The decision to create a business plan is an important one, whether you are starting a new business or growing an established one. A solid business plan is fundamental to long-term business success.
It serves two main purposes:
- It acts as a roadmap for your business.
- It is a tool that helps you obtain outside financing.
While the phrase “creating a business plan” may conjure up feelings of trepidation and dread, it will not be as difficult if you break your business plan down into its more essential parts.
Why Do You Need a Business Plan?
Benjamin Franklin said it best: “If you fail to plan, you are planning to fail.” While a business plan will not guarantee success, failing to have one almost guarantees that you will not find the success you seek.
Remember the roadmap analogy? It is an accurate one to consider. The first thing you need to do before creating the roadmap, though, is to figure out where you are heading.
In order to do that, you should ask yourself four simple questions.
- How do you want your business to look in one year?
- How would you like it to look in three years?
- Where do you want to see your business going in five years?
- What would you like to have accomplished by your tenth year in business?
Seek the answers to those questions, keeping in mind profits, revenues, expansion, growth and other critical drivers and metrics for your business.
What Does a Business Plan Include?
In order to build the roadmap to reach your intended business destinations in a timely manner, you must include key pieces of information and analysis in your plan. The many moving parts of running your business become the fundamental building blocks of your long-term business plan. Consider each of them a pit stop along the road to business success.
Business Concept
Your business concept is a summation of your company in a few concise and simple sentences. It should clearly communicate the idea, design, or value proposition behind your business so that a customer, investor or potential partner can quickly grasp what you will do and the value it will provide. Keep the concept statement to one paragraph.
Business Strategy
Your business strategy provides the detail on how you will execute the business concept. It describes your industry, explains your product or service, and the critical factors that will drive your business success. Those factors might include such things as your management team, operational plans or cost advantages. In essence, it is an executive summary that explains why your business is uniquely suited to succeed.
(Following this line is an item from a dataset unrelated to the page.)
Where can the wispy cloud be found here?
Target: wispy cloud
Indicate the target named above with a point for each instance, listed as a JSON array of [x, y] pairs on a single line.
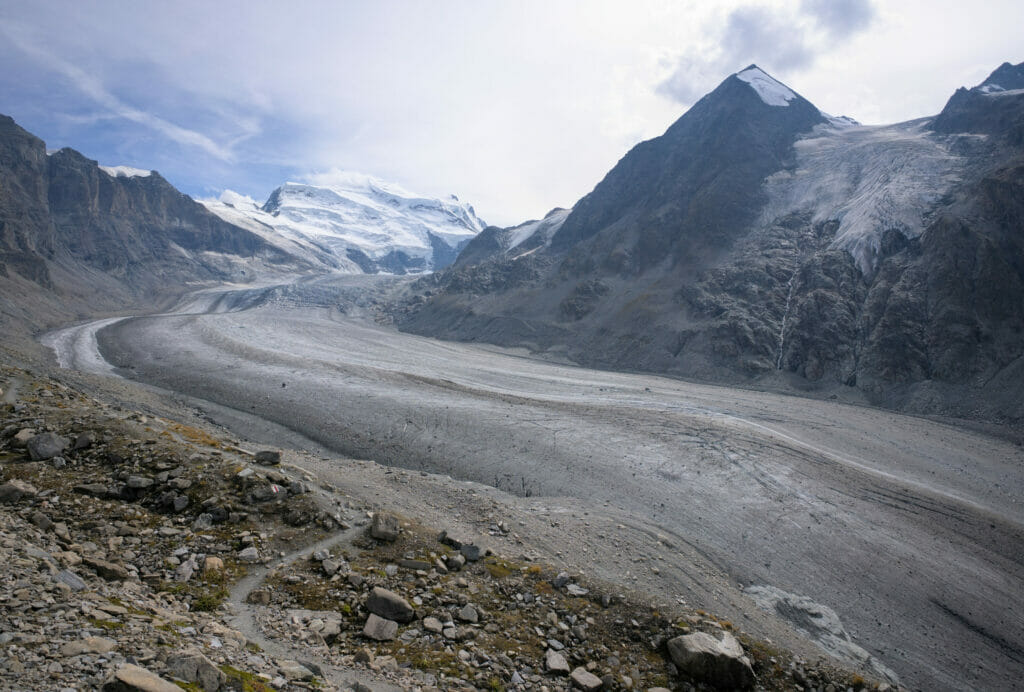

Specific things you should consider while creating the strategy section of your plan include:
- Products or services offered now.
- Products or services to offer in the future.
- The size of the market.
- How the market is changing.
- Industry trends.
Market Analysis
In the market analysis section of your plan, you need to explore the ins and outs of your potential customers or markets.
- Who are they?
- Where are they?
- What motivates them to buy the items or services you offer?
- What do they want or need from you?
- How are you going to attract new customers?
- What do you plan to do to keep them coming back?
Most importantly, though, is to answer this one question: “How are you profitably going to meet the needs of your target customer?”
Competitive Analysis
In order to be complete, your marketplace analysis must pay attention to your competitors. This is necessary whether you are an established business looking to expand or a new business interested in taking business away from other established businesses in the area.
Questions to ask yourself here, include:
- How is your business going to succeed in a market that is already being sufficiently served by another business in your industry?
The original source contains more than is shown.